I’ve helped to run websites serving several million unique visitors with over 30 million page views per day, and 300 million ad impressions per day being handled from an in-house ad server running on our own hardware, where it took over 50 dedicated servers to handle the 30 million page views, but only 1 server to handle the 300 million ad views as the workloads were entirely different.
I remember telling someone once that I’d gotten that particular piece of ad software to handle that many impressions on a rubbish server (it was an X3440 with 4GB of ram from memory) without breaking a sweat just by carefully optimizing the web server, PHP and caching configuration, etc.

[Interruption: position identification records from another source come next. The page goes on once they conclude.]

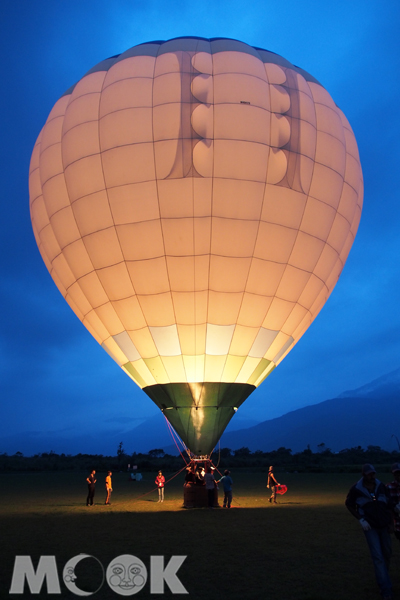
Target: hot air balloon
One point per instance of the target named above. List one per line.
(195, 200)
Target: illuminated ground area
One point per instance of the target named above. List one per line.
(308, 547)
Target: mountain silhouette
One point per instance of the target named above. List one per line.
(366, 416)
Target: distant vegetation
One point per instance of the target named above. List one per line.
(348, 460)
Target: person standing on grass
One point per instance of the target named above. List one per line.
(91, 488)
(108, 487)
(369, 501)
(210, 485)
(227, 482)
(272, 483)
(160, 483)
(394, 491)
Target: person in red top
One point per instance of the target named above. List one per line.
(394, 490)
(160, 483)
(272, 483)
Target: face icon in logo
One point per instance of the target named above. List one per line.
(70, 577)
(126, 575)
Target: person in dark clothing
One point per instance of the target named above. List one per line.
(91, 487)
(369, 501)
(394, 491)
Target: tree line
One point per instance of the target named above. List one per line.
(283, 459)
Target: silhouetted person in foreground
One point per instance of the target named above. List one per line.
(210, 485)
(227, 482)
(91, 487)
(108, 488)
(369, 501)
(394, 491)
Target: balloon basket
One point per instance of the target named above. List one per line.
(195, 496)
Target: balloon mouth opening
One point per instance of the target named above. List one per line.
(199, 413)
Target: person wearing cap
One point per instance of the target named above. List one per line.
(227, 482)
(369, 501)
(394, 490)
(210, 485)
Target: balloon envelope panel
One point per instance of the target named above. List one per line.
(195, 202)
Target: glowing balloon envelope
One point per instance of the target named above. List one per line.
(195, 201)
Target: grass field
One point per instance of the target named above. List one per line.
(307, 547)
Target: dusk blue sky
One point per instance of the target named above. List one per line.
(56, 382)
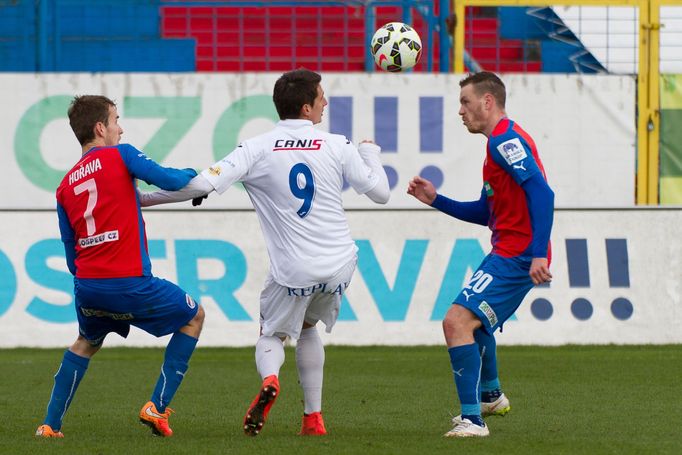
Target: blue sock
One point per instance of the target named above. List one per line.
(490, 383)
(466, 367)
(66, 381)
(173, 370)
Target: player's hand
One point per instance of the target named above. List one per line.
(422, 189)
(539, 271)
(198, 200)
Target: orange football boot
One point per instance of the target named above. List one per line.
(260, 407)
(313, 425)
(46, 431)
(157, 421)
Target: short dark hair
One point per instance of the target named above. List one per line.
(85, 112)
(487, 82)
(293, 90)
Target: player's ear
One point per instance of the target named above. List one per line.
(305, 111)
(99, 129)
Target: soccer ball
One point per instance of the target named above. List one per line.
(396, 47)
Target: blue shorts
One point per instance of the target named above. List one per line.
(109, 305)
(496, 289)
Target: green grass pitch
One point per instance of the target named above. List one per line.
(377, 400)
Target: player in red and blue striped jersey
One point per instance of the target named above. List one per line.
(105, 243)
(517, 205)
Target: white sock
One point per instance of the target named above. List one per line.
(310, 364)
(269, 356)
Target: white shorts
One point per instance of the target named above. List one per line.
(283, 310)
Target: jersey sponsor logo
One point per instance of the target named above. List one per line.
(489, 313)
(109, 236)
(84, 170)
(282, 145)
(320, 288)
(512, 151)
(91, 312)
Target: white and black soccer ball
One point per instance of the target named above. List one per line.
(396, 47)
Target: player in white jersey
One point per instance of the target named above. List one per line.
(294, 177)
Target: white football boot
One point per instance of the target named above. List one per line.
(465, 428)
(498, 407)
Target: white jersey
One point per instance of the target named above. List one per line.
(294, 177)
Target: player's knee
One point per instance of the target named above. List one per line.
(198, 318)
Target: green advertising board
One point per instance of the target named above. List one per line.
(671, 139)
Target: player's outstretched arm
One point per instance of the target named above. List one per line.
(539, 271)
(197, 188)
(422, 189)
(369, 152)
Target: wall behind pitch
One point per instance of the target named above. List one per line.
(584, 127)
(617, 278)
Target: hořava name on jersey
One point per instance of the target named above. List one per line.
(85, 170)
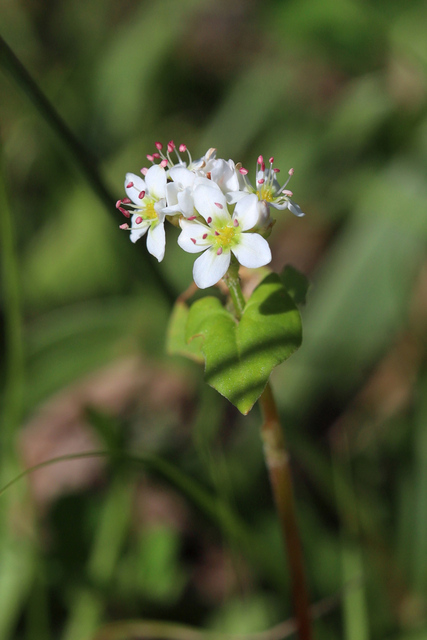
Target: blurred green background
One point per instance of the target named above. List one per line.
(184, 531)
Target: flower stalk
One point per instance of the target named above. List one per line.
(277, 461)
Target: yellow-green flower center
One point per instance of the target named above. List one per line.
(149, 212)
(224, 237)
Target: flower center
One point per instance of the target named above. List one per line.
(224, 237)
(149, 211)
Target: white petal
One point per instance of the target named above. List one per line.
(211, 204)
(295, 209)
(156, 240)
(246, 212)
(193, 231)
(252, 251)
(182, 176)
(138, 185)
(209, 268)
(155, 179)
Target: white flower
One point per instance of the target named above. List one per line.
(267, 188)
(222, 235)
(149, 201)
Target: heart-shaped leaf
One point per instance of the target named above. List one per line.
(239, 356)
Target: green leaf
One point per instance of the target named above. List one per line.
(176, 343)
(239, 357)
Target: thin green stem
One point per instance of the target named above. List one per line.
(232, 281)
(81, 156)
(277, 460)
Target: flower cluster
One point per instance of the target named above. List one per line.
(218, 209)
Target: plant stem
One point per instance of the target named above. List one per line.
(232, 281)
(277, 460)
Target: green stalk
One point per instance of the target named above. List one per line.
(277, 462)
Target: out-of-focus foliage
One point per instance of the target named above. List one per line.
(337, 90)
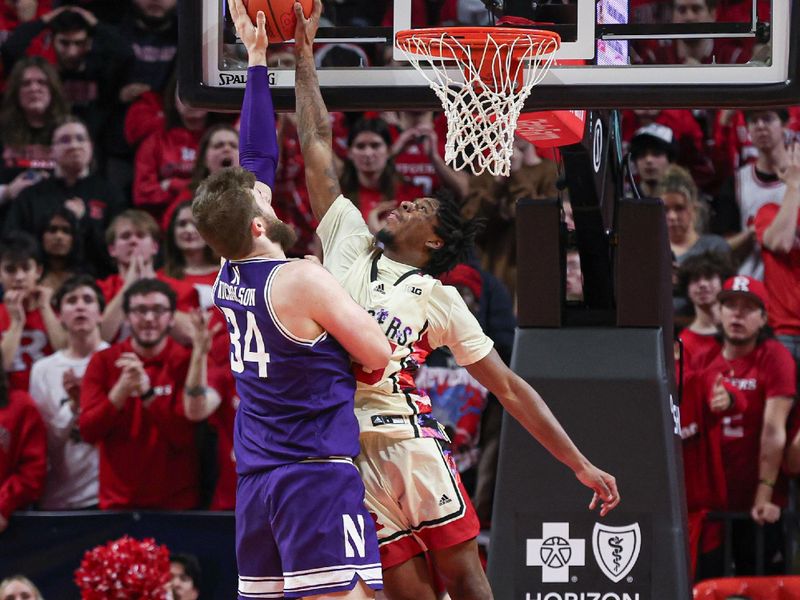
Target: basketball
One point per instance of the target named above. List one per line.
(280, 16)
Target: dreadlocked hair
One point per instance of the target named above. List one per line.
(457, 233)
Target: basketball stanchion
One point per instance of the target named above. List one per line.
(498, 67)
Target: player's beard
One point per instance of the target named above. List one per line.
(386, 238)
(280, 233)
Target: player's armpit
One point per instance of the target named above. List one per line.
(314, 129)
(325, 302)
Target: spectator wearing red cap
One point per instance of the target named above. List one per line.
(778, 232)
(753, 441)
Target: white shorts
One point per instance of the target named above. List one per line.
(415, 495)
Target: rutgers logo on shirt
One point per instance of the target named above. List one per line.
(741, 284)
(31, 348)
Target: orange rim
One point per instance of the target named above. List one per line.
(476, 38)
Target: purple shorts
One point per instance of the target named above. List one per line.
(302, 529)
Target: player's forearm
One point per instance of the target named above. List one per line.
(526, 406)
(313, 120)
(314, 129)
(258, 150)
(781, 233)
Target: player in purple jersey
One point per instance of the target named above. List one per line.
(302, 530)
(421, 238)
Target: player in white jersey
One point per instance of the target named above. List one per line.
(413, 489)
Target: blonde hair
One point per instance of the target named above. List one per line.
(677, 180)
(37, 595)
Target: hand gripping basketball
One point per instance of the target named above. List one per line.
(253, 33)
(280, 20)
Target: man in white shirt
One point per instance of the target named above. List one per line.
(55, 387)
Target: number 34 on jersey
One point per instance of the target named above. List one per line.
(249, 350)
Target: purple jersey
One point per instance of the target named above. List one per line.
(296, 395)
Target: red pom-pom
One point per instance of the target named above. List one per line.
(125, 569)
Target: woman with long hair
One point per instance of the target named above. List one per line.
(218, 148)
(368, 176)
(32, 105)
(678, 191)
(61, 247)
(23, 453)
(19, 587)
(187, 256)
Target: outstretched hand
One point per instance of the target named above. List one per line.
(606, 495)
(790, 172)
(254, 37)
(306, 28)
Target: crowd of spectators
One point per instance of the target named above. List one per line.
(113, 358)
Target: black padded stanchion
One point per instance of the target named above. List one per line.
(611, 387)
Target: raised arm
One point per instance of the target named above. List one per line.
(258, 148)
(313, 121)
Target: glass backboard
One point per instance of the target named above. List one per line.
(614, 53)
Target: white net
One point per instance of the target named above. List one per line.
(482, 110)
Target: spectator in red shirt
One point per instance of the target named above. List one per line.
(132, 407)
(32, 105)
(696, 51)
(418, 154)
(75, 185)
(218, 148)
(753, 441)
(706, 400)
(30, 329)
(700, 279)
(751, 187)
(778, 232)
(23, 451)
(132, 240)
(89, 55)
(165, 159)
(369, 176)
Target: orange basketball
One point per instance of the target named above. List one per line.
(281, 21)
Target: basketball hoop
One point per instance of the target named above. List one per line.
(500, 66)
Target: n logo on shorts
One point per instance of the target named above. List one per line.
(354, 540)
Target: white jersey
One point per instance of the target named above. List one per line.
(751, 194)
(416, 312)
(71, 462)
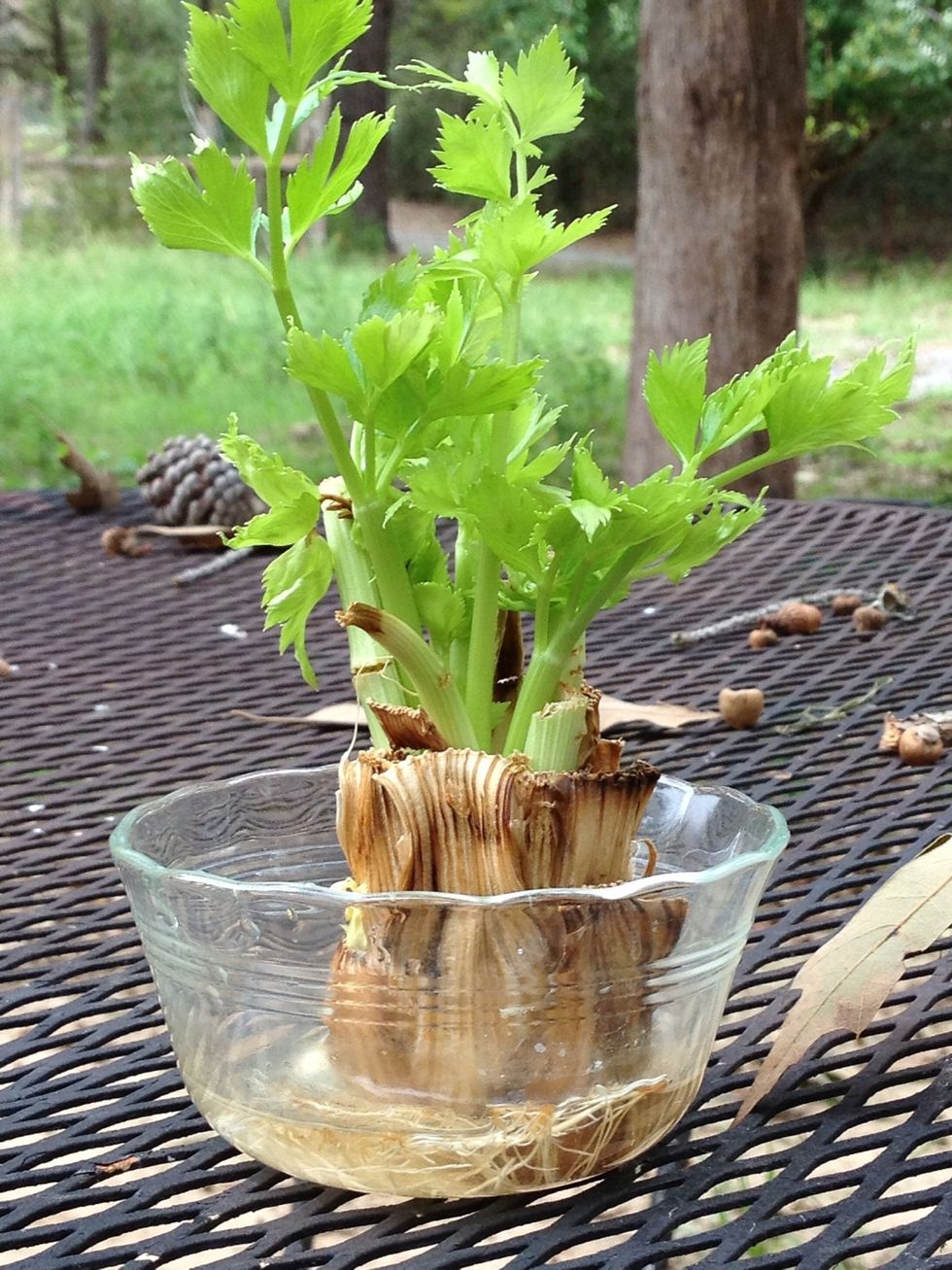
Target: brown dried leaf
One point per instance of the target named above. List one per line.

After being told that was “impossible” by other people using the same software, it was almost comical when another person chimed in on the same thread to say “oh yeah that was easy. take a quick look at this specific function and make a tiny tweak to optimize it, and it’ll handle over a billion impressions easy on the same hardware”.
The point being, that without context of the actual workload any “general recommendation” is going to be a stab in the dark at best and a “bigger server” or “more ram” or “faster cores” might be completely unnecessary, or worse, a waste of time and money if the real problem has nothing to do with those things.
I can only suggest to try what I mentioned in my other reply and to dig in to the server to find out which constraint is causing the bottleneck when it’s actually occurring, resolve that first, and then keep doing it over and over until either it works or you have no choice but to throw more hardware (and money) at it because you know that is actually what is necessaryto resolve it.